Человек, пока еще составлявший загадку, на минуту задержался у двери с отбитой задвижкой, не найдя на ней ожидаемого замка, а потом двинулся дальше уверенным шагом, знающим движением, по-хозяйски отворяя встречавшиеся по пути двери и заботливо затворяя их за собою.
Эти странности застали Юрия Андреевича за письменным столом, у которого он сидел спиною ко входу. Пока он поднимался со стула и поворачивался лицом к двери, чтобы встретить чужого, тот уже стоял на пороге, остановившись, как вкопанный.
«Кого вам?» — вырвалось у доктора с бессознательностью, ни к чему не обязывавшей, и когда ответа не последовало, Юрий Андреевич этому не удивлялся.

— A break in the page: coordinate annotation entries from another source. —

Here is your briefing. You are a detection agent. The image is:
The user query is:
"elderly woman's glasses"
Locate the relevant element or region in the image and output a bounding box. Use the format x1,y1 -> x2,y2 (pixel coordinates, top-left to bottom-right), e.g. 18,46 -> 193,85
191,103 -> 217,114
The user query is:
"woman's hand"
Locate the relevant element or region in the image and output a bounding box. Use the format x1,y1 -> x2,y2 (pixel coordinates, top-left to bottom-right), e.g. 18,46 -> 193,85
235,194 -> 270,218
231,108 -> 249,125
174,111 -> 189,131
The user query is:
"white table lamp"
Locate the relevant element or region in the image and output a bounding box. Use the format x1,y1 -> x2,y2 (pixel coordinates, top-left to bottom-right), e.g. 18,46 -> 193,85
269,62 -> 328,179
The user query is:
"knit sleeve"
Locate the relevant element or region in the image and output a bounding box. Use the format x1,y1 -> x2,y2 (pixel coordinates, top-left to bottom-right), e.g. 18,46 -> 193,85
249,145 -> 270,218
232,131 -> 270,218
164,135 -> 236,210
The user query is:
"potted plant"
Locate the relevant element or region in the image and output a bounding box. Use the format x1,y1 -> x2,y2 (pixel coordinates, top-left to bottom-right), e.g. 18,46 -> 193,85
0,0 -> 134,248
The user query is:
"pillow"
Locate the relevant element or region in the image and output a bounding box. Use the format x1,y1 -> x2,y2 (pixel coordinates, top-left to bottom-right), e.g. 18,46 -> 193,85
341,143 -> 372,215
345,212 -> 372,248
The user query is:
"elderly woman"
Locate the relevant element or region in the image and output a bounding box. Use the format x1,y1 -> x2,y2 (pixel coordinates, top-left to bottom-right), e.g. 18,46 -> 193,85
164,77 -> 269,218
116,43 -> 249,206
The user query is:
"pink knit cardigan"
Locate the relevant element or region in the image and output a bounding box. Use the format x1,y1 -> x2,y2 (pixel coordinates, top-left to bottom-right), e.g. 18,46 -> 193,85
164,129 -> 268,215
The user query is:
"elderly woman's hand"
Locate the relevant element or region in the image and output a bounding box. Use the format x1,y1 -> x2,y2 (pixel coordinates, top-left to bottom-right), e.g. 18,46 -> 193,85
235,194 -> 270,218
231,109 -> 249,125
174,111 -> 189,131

Вошедший был сильный, статный человек с красивым лицом, в короткой меховой куртке, меховых штанах и теплых козловых сапогах, с висевшей через плечо винтовкой на ремне.
Только миг появления неизвестного был неожиданностью для доктора, а не его приход. Находки в доме и другие признаки подготовили Юрия Андреевича к этой встрече. Вошедший был, очевидно, тем человеком, которому принадлежали попадавшиеся в доме запасы. Его внешность показалась доктору виденной и знакомой. Вероятно посетитель тоже был предупрежден, что дом не пуст. Он недостаточно удивился его обитаемости. Может быть, его предварили, кого он встретит внутри. Может быть, сам он знал доктора.
«Кто это? Кто это?» — мучительно перебирал в памяти Юрий Андреевич. «Господи твоя воля, где я его раз уже видел?
Возможно ли? Жаркое майское утро незапамятно какого года.
Железнодорожная станция Развилье. Не предвещающий добра вагон комиссара. Ясность понятий, прямолинейность, суровость принципов, правота, правота, правота. Стрельников!»
16
Они разговаривали уже давно, несколько битых часов, как разговаривают одни только русские люди в России, как в особенности разговаривали те устрашенные и тосковавшие, и те бешеные и исступленные, какими были в ней тогда все люди.
Вечерело. Становилось темно.
Помимо беспокойной разговорчивости, которую Стрельников разделял со всеми, он говорил без умолку еще и по какой-то другой, своей причине.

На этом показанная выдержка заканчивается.